Право критики идеологий на аргументацию против личности косвенно признал даже строжайший абсолютист разума И. Г. Фихте (которого Гейне метко сравнивал с Наполеоном), заявив, что выбор той или иной философии зависит от того, каков человек, ее выбирающий. Эта критика – с веселым состраданием или с суровой серьезностью – демонстрирует, насколько мнение обусловлено чертами человеческой личности. Она, ухватившись за заблуждение, вытягивает на свет его корни, уходящие в жизненную практику. Скромной эту методу назвать нельзя, но ее нескромность извинительна, поскольку существует принцип единства истины. То, что демонстрирует такая вивисекция, – это постоянно существующая «неприличная» связь идей с интересами, лежащими в их основе: с человеческим, слишком человеческим, с эгоизмами разного рода, с классовыми привилегиями, с обидами, неприязнью и неосознанной завистью, с закоснением властей. Подобное освещение подрывает позиции противоборствующего субъекта как психологически, так и в том, что касается социальной политики. Понять его точку зрения в соответствии с таким подходом можно лишь в том случае, если к изложению им собственных позиций присоединится знание о том, что в действительности скрыто значительно глубже. Так критика идеологии приходит к притязанию, сближающему ее с герменевтикой, – к притязанию понимать «автора» лучше, чем он понимает себя сам. То, что при этом поначалу кажется высокомерием, допускает методологическое оправдание. Действительно, часто оказывается, что другой верно схватывает во мне то, что ускользает от моего сознания, – и наоборот. Преимущество взгляда с дистанции дает ему возможность воспринять то, что я смогу сделать плодотворным для себя лишь впоследствии, увидев себя, словно в зеркале, в ходе диалога. Разумеется, все это могло бы вызвать полезный и постоянный диалог, которого при критике идеологии как раз и не возникает.

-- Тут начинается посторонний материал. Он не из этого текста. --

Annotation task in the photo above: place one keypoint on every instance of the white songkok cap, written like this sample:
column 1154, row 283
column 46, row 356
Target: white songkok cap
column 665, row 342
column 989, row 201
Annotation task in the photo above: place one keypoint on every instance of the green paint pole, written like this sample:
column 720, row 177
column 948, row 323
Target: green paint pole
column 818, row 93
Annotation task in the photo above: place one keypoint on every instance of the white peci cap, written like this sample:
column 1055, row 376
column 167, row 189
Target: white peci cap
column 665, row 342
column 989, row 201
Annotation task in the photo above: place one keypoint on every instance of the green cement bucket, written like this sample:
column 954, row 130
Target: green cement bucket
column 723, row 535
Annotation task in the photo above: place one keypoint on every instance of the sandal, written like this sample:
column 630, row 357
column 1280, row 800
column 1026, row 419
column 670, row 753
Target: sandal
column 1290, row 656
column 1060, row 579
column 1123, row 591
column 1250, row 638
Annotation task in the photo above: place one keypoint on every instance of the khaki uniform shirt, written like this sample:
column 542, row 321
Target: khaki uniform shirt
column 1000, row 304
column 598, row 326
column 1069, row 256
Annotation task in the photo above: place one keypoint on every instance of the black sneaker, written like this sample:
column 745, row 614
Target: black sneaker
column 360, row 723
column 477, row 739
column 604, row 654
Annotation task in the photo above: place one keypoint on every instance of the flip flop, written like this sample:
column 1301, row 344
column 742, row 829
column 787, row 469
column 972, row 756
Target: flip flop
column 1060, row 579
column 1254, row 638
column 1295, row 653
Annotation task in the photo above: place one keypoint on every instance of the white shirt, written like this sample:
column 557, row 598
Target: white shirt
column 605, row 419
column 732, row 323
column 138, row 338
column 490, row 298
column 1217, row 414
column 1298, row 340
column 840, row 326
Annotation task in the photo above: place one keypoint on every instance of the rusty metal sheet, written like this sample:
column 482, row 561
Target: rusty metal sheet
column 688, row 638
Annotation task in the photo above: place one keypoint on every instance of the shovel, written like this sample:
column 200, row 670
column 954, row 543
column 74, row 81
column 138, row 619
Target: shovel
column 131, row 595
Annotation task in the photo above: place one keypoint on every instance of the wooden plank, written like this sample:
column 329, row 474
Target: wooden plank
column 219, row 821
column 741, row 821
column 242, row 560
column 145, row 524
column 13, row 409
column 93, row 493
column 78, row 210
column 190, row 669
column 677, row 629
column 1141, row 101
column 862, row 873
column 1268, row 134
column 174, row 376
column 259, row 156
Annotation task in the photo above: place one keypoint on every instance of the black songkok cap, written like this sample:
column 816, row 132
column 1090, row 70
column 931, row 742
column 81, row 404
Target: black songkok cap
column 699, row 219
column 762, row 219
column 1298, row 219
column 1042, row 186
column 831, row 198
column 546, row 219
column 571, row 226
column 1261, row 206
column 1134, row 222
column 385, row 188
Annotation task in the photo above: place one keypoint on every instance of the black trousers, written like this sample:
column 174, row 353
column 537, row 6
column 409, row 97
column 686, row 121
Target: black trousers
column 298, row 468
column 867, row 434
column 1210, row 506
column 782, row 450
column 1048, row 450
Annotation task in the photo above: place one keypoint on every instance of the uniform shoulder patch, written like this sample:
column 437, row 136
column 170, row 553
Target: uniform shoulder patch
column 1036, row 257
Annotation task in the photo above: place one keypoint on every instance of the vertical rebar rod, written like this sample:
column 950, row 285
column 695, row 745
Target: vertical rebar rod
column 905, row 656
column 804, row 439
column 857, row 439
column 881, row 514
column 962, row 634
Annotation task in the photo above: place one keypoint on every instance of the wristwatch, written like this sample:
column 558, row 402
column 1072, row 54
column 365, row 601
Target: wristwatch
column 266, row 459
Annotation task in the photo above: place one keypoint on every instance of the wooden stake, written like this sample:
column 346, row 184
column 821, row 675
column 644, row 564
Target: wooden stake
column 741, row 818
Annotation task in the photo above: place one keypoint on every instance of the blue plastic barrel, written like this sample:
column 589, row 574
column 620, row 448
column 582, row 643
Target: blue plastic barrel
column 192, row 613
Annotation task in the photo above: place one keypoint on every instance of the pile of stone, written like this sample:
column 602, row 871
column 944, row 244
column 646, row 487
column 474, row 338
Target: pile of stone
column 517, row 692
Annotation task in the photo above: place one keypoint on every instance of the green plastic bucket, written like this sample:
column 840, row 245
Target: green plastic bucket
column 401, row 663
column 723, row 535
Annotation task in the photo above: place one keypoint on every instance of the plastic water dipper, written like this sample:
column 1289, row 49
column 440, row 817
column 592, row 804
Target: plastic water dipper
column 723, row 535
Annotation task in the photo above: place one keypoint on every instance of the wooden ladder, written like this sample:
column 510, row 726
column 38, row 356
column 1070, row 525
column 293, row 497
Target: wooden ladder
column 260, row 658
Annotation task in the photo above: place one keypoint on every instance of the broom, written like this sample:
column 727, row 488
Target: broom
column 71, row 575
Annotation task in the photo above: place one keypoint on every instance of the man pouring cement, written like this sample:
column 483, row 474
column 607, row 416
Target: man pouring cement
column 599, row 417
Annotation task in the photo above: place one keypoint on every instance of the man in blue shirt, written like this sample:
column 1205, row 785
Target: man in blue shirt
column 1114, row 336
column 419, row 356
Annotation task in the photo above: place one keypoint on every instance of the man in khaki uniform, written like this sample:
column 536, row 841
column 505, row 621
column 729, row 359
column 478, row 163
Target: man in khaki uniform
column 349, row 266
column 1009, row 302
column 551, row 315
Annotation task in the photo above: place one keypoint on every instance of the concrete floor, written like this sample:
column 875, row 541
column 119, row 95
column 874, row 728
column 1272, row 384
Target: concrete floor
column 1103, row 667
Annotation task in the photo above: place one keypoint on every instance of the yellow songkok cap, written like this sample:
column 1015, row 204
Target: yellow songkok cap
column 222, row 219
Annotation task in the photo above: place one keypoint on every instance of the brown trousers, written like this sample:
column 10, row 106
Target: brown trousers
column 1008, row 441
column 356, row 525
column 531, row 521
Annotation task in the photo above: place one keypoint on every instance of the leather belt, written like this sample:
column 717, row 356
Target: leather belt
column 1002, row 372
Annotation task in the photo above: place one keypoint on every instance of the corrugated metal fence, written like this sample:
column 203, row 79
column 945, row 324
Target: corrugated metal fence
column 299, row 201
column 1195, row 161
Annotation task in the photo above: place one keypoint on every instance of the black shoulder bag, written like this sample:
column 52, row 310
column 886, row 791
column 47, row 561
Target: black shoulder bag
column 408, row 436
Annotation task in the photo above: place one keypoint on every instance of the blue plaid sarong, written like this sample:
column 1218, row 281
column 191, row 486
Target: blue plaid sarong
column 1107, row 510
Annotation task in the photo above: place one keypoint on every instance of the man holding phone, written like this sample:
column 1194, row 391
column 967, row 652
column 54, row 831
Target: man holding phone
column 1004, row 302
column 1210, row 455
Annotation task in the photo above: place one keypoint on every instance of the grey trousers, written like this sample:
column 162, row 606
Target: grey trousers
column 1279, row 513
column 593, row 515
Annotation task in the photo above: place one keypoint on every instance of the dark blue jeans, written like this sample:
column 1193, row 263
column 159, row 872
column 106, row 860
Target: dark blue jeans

Однако критика идеологий, которая не вполне сознается себе в глубочайшем родстве с сатирой, может легко превратиться из инструмента отыскания истины в инструмент диктата, не терпящего возражений. Слишком часто это лишает ее способности завязывать диалог и мешает открывать новые пути. Таково объяснение ныне существующей неприязни к критике идеологий наряду с существованием общего антисхоластического и антиинтеллектуального настроя.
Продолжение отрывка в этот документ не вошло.